World Migratory Bird Day is celebrated twice a year, on the second weekend of May and October, to raise awareness of migratory birds and the need for international cooperation to conserve them. So today, 9th October, is the day. Migratory birds are a clear example of how the world is so closely connected and how everyone plays a role in conserving our ecosystems. Something happening in the harsh cold of Europe can affect us here in India, through the passage of these resilient creatures. We currently haven’t encountered any of the migratory birds in our limited urban space in Kandivali East, but realise that our local resident birds are very important too, and we must ensure that we do not destroy their habitats.
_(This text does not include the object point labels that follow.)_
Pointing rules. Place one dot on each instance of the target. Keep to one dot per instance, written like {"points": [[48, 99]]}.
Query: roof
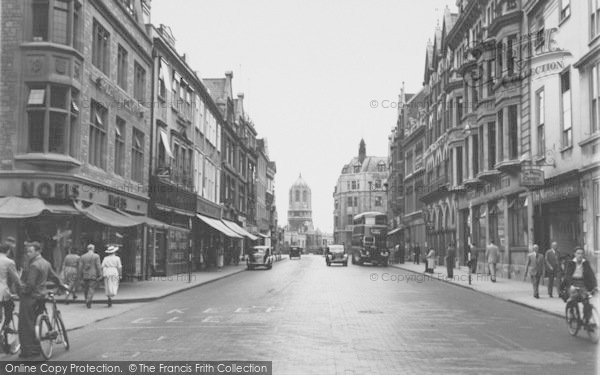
{"points": [[368, 165]]}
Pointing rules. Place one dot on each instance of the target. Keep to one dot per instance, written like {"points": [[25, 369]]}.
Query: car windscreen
{"points": [[336, 249]]}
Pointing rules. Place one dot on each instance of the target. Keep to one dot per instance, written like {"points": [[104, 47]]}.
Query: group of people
{"points": [[29, 280], [572, 277]]}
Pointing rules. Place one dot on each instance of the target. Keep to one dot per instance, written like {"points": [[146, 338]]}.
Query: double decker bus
{"points": [[369, 239]]}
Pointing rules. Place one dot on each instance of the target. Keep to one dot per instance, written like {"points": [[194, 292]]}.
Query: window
{"points": [[594, 18], [101, 48], [513, 133], [120, 128], [97, 141], [122, 67], [565, 89], [541, 119], [378, 201], [57, 21], [137, 156], [52, 114], [491, 145], [596, 204], [139, 85], [595, 105]]}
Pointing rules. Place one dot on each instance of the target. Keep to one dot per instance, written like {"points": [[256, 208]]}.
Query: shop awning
{"points": [[146, 220], [239, 230], [218, 225], [19, 208], [107, 217]]}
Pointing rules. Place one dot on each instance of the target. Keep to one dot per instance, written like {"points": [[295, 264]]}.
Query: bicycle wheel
{"points": [[63, 338], [45, 335], [11, 336], [592, 326], [572, 318]]}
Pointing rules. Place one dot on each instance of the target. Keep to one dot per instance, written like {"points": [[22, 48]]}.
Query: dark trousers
{"points": [[28, 310], [450, 266], [89, 287], [535, 281], [554, 274]]}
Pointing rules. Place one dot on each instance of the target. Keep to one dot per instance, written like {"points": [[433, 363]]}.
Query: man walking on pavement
{"points": [[492, 254], [553, 268], [535, 268], [33, 293], [90, 273]]}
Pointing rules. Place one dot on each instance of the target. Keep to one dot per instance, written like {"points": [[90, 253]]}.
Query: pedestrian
{"points": [[535, 268], [90, 272], [553, 270], [450, 259], [112, 270], [492, 253], [9, 283], [417, 253], [32, 297], [430, 261], [70, 270]]}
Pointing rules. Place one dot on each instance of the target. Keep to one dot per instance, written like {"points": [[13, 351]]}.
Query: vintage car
{"points": [[336, 254], [260, 256], [295, 251]]}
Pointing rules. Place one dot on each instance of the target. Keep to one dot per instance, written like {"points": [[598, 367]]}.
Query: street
{"points": [[310, 318]]}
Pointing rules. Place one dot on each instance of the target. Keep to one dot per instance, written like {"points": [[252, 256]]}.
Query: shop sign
{"points": [[30, 189], [532, 177], [555, 192]]}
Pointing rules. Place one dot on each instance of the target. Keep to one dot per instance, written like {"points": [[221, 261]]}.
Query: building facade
{"points": [[75, 134], [360, 188]]}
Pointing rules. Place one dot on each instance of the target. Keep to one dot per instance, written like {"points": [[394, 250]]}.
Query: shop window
{"points": [[120, 128], [565, 89], [122, 67], [101, 47], [97, 136], [52, 121], [139, 88], [540, 108], [137, 156]]}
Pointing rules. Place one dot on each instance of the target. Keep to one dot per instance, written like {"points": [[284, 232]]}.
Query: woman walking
{"points": [[112, 271], [430, 261], [70, 270]]}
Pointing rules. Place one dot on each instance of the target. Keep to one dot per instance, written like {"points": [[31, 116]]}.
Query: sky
{"points": [[312, 72]]}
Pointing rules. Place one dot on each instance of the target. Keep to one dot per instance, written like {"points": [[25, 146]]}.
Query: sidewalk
{"points": [[133, 294], [515, 291]]}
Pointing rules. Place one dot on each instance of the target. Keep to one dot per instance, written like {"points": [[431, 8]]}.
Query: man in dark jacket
{"points": [[579, 276], [33, 292]]}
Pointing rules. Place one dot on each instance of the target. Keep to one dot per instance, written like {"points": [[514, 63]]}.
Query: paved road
{"points": [[309, 318]]}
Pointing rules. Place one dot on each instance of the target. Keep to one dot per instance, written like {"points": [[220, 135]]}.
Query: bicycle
{"points": [[575, 322], [50, 329], [9, 336]]}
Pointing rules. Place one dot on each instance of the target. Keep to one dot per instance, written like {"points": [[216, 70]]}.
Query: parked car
{"points": [[295, 251], [260, 256], [336, 254]]}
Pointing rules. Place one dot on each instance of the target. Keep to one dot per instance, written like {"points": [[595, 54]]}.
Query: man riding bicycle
{"points": [[579, 280], [9, 281]]}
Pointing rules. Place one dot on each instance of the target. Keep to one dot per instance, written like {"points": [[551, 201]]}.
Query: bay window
{"points": [[52, 115]]}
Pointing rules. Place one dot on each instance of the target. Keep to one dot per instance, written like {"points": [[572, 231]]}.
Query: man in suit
{"points": [[535, 268], [492, 253], [33, 293], [9, 281], [90, 273], [553, 268]]}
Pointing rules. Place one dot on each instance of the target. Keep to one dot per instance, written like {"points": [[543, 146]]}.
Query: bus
{"points": [[369, 239]]}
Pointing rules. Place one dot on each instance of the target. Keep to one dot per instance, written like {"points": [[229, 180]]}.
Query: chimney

When you think purple, which birds come to mind? Having lived near a lake in Bangalore, the Purple Heron and Purple Swamphen are the ones I immediately used to think of. These days, it’s the Purple-rumped Sunbird (Leptocoma zeyonica), found only in the Indian sub-continent, and a resident of our park.
Tiny at just about 10 cm, and very light, weighing about 10 grams, the sunbirds are delight to watch – if you can keep track of them.
Sunbirds feed primarily on nectar and are particularly attracted to bright-coloured flowers like the Ixora, Calliandra and Hibiscus. Once can see them deftly grip onto flower stems and even the veins of leaves as they push their beaks into the flowers.
Nests are made by the females but both the parents incubate the eggs. There are reports of sunbirds falling victim to “brood parasitism”. In the example below, picked off Twitter (see the thread here), a Purple-rumped Sunbird is feeding a much larger sized baby Cuckoo. [The Cuckoo lays its eggs in the nests of other birds and bullies the foster parents into rearing them as well.]
Sunbirds, like other nectar-feeding creatures such as butterflies, are important pollinators. However, at times, they do not fulfil their pollinating tasks as they do not enter the flowers to get the nectar. One can see them attempt to pierce the base of the flower to suck out the nectar instead – an act that is referred to as “nectar robbing”.
All the pictures have been taken by Srivathsa, in the Whispering Palms Park, Kandivali East. We initially struggled to spot the birds while trying to trace them through their “titou” calls and the quick glimpses they offered us. Now we know their favourite spots. A great way to relax!